The first search was made minutes before he saw the magistrate, and the second made by jail officers of the New South Wales Corrective Services.

"The first search which was one that I totally understand is about making sure that you don't have anything that you could self-harm with and strip search just absolutely threw me," he told ABC.

While NSW Premier Barry O'Farrell defended the strip search as a standard police procedure, Mr Thomson insisted two rounds of stripping naked in front of jail guards was not routine.

"You take off an item at a time and turn around until you have nothing on . . . so that was both distressing and humiliating," Fairfax Media quoted the MP.

"(I feel) both angry and humiliated, which I think at least the latter was the intention of the strip search. There is no other possible explanation for it," he added.

Mr Thomson, who is scheduled to appear before a Melbourne court on Wednesday, Feb 6, denied charges of misusing Health Services Union (HSU) funds and engaging the service of a prostitute.

The 150 charges will be laid against him, which he said could have been done minus the fuss his arrest and strip search created.

In 2012, Mr Thomson said someone used a phone in a hotel room hired in his name to call escort services as well as a credit card with his signature.

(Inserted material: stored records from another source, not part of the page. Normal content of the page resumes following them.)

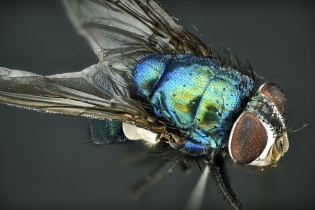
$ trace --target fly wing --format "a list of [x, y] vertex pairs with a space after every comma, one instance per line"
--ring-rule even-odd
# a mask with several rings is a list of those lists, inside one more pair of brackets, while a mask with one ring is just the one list
[[0, 102], [42, 112], [124, 121], [148, 115], [127, 90], [128, 82], [102, 63], [53, 76], [0, 68]]
[[[63, 1], [100, 63], [53, 76], [0, 68], [0, 103], [77, 117], [135, 121], [152, 114], [137, 101], [132, 71], [152, 53], [206, 56], [207, 48], [153, 0]], [[148, 106], [146, 106], [147, 108]], [[143, 126], [145, 127], [145, 126]]]
[[208, 56], [207, 47], [154, 0], [63, 0], [78, 32], [102, 61], [128, 50]]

The credit card was slipped back in his wallet, the MP claimed.

Dropped like a hot potato by Labor when questions about the party paying for his legal fees for the HSU charges cropped up, Mr Thomson is now being blamed by Communications Minister Stephen Conroy for the party's recent poor performance in opinion surveys.

Newspoll showed a 56-44 per cent result in favour of the Coalition under a two-party preferred basis, while the Galaxy survey yielded a 54-46 per cent result.

Besides Mr Thomson, Mr Conroy also blames Liberal-run state governments for dragging down the national economy.

"We're focused . . . (but) we've got those deadweights of the Victorian government that's dragging the state back, the Newman government which is dragging the Queensland economy backwards. Cutting is in the Liberal party's DNA, and they will do that if they win federal government," Mr Conroy was quoted by Skynews.

Since his ouster from Labor, Mr Thomson had to shoulder the cost of his legal battles, and he said that he risks losing his home to pay his defense team.

"You're talking hundreds of thousands of dollars, you're not talking a few thousand dollars. It's significant money to defend yourself," he pointed out.